Alguém há de perguntar por que uso eu palavrões no meu teatro. É uma velha história, que explicarei depois. Mas não pen­sem que me libertei do menino antigo. Ali, ele está cravado em mim. Ainda hoje me olho por dentro; e vejo em mim todo um movimento de padres, de santos, cristos, virgens e, até, coroi­nhas. Todo esse elenco não aceita os palavrões que, depois de adulto, venho largando pelo mundo. Ainda há pouco, passei por uma experiência reveladora. Foi o seguinte: tenho um amigo, de cinqüenta anos, que apanhou uma paixão como se apanha escarlatina (doença hoje obsoleta).
Aos cinqüenta anos, o sujeito só tem paixões de ópera, de Vicente Celestino, de primeira página de O Dia e da Luta Demo­crática. A menina (era menina) ainda não fizera nem a maioridade. Alguns idiotas da objetividade chegaram a adverti-lo: — “Abre o olho, que essa pequena é uma débil mental de babar na grava­ta”. Abrir que olho, se o meu amigo estava cego, surdo e mudo de desejo? E aquele sentimento tardio, funesto, ameaçava levar tudo de roldão, tudo. Quando brigava com a garota, o meu ami­go chegava a pensar: — “Ou mato ou me mato?”. Um dia, eu o encontro numa depressão atroz. Pisca o olho: — “Hoje, estou bom de cintura”. Não entendi a gíria. Ele, então, mostrou o re­vólver enfiado no cinto. Eu estava diante de um Tom Mix.

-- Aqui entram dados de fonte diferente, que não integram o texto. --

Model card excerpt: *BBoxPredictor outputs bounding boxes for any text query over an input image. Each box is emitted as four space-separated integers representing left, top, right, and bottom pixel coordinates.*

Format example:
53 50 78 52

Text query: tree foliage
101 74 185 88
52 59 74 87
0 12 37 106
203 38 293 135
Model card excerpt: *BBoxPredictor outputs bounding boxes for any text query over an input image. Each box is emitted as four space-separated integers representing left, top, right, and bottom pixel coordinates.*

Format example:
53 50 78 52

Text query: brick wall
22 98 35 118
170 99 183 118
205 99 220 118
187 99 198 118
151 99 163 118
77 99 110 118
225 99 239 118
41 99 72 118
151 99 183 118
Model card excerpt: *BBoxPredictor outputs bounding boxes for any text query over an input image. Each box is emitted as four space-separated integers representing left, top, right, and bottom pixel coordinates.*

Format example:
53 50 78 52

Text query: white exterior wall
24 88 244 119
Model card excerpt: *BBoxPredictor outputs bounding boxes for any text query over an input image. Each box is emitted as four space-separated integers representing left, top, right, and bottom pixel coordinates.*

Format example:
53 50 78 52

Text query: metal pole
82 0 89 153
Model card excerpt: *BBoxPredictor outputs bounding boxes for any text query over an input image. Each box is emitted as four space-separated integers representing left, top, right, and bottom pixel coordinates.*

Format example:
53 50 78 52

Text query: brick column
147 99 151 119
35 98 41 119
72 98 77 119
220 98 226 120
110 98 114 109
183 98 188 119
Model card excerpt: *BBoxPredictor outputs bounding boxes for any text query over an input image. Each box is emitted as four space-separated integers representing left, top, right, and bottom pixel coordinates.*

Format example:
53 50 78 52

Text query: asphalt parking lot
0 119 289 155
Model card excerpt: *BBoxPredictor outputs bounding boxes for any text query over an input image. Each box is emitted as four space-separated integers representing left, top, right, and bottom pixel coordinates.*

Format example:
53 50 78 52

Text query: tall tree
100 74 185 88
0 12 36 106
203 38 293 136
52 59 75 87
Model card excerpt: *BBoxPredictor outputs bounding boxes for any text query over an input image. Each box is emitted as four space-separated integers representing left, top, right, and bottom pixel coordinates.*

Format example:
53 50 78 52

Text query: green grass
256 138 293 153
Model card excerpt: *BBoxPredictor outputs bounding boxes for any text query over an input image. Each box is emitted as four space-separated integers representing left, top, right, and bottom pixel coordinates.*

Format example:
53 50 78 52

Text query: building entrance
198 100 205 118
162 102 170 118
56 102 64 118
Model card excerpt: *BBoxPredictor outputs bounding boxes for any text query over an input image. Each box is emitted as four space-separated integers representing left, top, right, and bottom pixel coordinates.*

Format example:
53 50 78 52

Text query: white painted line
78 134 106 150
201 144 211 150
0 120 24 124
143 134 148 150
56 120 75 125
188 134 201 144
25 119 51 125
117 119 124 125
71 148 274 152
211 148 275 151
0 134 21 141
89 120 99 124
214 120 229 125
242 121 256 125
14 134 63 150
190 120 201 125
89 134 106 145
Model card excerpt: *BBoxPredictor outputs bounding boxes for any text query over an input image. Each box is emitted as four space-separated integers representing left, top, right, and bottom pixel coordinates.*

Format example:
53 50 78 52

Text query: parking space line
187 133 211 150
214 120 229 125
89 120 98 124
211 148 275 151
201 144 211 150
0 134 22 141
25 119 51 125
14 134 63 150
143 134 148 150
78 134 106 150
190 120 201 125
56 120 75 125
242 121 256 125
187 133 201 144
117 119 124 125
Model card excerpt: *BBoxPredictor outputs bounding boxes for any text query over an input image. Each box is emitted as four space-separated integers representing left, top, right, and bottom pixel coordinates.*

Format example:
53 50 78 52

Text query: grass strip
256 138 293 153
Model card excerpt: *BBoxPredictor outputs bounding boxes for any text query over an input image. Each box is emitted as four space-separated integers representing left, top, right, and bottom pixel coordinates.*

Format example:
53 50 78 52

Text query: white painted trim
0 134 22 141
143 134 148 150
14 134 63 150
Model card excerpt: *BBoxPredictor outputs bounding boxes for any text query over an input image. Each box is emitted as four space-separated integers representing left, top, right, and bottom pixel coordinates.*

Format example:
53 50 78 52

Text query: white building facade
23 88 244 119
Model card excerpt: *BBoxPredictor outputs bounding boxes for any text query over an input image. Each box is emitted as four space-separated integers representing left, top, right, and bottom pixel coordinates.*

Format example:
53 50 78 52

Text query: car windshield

Como não a conhecia, fazia minhas suposições: — deve ser uma Maria Eduarda Maia aos dezessete anos; ou, então, a Natacha, de Guerra e paz. Já o meu amigo se confessava um candi­dato forte a uma manchete de O Dia e da Luta Democrática.
Passei uma semana sem o ver. Até que, ontem, esbarro com ele, na Avenida. Quase pergunto: — “Mataste?”. E, então, ali mes­mo, em cima da calçada, me contou tudo. Na véspera, tivera uma discussão intranscendente com a musa. E, de repente, ela o alve­ja com uma rajada de obscenidades jamais concebidas. Ele ouviu palavrões que não conhecia e que o próprio Bocage teria anota­do no seu caderninho. E, ali, a paixão morreu e estrebuchou co­mo uma víbora danada. Eu ouvia, sem uma palavra. E me deu um tédio brutal da humana pornografia. Passei o resto do dia achan­do que somos todos canalhas porque dizemos palavrões.